2025-07-22 | comments

Another survey confirming that the American workplace has completed its transition into a full‑time LARP about “AI transformation.” One in six workers now pretends to use a clanker because their digital feudal lords believe productivity comes from chanting prompts into the void. Hackernews, naturally, shows up to miscorrect each other about how they personally use automated plagiarism engines to “supercharge” their workflow, which mostly means letting a token predictor fabricate errors faster than they can fix them. The rest confess, sotto voce, that they simply wave the sacred chatbot around like incense so the boss thinks they’re sufficiently future‑pilled. This whole industry has become a cargo cult built around impressing middle managers who couldn’t debug a toaster, but can definitely check a dashboard tracking how many times you said “hello copilot” today. Meanwhile, everyone quietly agrees the outputs are unusable slop, but acting otherwise is now considered a core job competency, just like pretending your boss’s jokes are funny.

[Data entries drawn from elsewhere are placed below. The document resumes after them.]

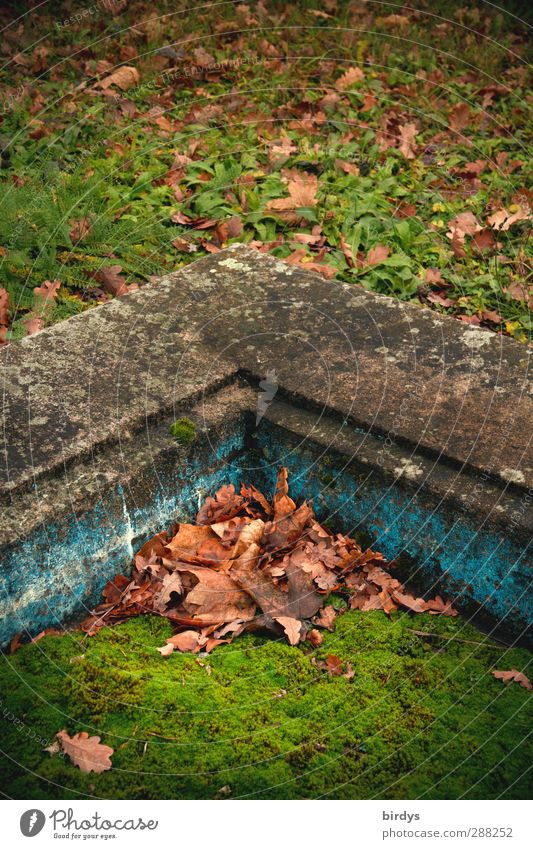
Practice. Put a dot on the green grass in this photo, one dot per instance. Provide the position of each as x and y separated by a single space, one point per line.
89 156
422 717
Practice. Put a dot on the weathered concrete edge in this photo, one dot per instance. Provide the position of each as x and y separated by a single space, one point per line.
191 280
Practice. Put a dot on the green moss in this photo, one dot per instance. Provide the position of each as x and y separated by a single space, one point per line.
183 431
422 715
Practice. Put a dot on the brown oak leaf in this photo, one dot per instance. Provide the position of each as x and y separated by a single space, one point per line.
513 675
86 752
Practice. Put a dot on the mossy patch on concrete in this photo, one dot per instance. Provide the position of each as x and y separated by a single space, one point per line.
422 716
183 430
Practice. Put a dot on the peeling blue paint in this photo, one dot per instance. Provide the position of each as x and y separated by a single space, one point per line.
60 570
446 553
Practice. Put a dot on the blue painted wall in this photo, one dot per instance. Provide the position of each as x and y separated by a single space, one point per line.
445 553
61 570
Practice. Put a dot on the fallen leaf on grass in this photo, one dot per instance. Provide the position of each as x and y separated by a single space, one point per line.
86 752
124 78
334 664
292 628
349 78
377 255
112 281
302 188
459 117
79 229
407 140
464 224
33 324
513 675
46 294
504 219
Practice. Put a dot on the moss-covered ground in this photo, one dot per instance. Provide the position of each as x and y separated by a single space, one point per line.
422 716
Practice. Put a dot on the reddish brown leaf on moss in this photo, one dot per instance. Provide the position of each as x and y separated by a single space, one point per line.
315 637
86 752
326 617
459 117
334 664
79 229
46 294
513 675
377 255
33 324
349 78
123 78
292 628
408 140
112 281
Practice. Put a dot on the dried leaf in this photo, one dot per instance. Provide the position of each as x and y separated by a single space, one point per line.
292 628
513 675
86 752
349 78
407 140
124 78
377 255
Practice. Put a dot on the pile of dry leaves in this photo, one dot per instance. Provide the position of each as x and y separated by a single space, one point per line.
247 565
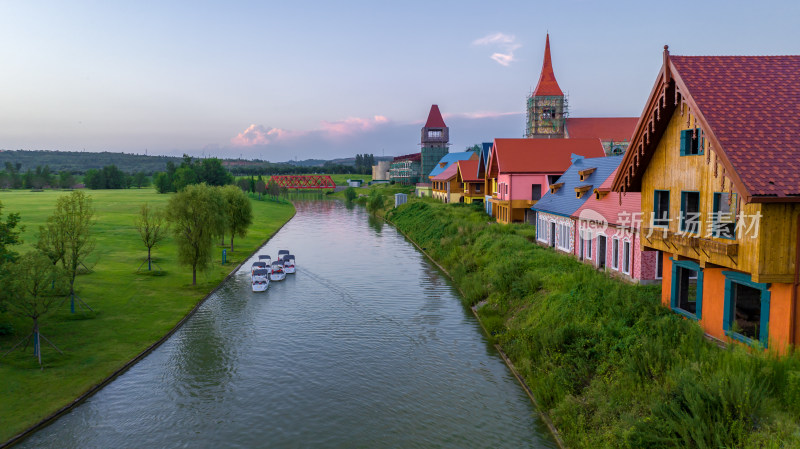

Elon Musk on Robotaxis 2019 vs. 2025

2025-07-23 | comments

Another Musk time‑travel performance piece, where the man who promised a million robotaxis in 2019 now congratulates himself in 2025 for deploying a dozen cosplay cars in a fenced-off slice of Austin. Naturally, the “fleet” exists solely to chauffeur Tesla influencers — the modern priest caste of the Church of Infinite Tomorrow — while a bored safety driver hovers over a kill switch like they’re watching a bomb made of hubris. This is what passes for innovation in the tech industry: a sandbox demo wrapped in a press release, seasoned with insults toward “naysayers” who had the gall to remember what he said last quarter.

Hackernews, ever desperate to protect their paper gains, insists that reality is the problem. Regulatory hurdles, they mumble, as if the California DMV hasn’t publicly confirmed that Tesla didn’t even bother to apply for the permits Musk claims are holding him back. But why ruin a good narrative with facts? The tech industry figured out a decade ago that you can replace delivery with vibes, engineering with aura farming, and still watch the stock price levitate like it’s being held up by a malfunctioning robot arm.

Meanwhile, Waymo is out there actually doing the boring part — running real driverless cars — which only irritates Musk more. Nothing enrages a digital feudal lord like someone accidentally proving his “physics is the limit” excuses are just another quarterly earnings hallucination.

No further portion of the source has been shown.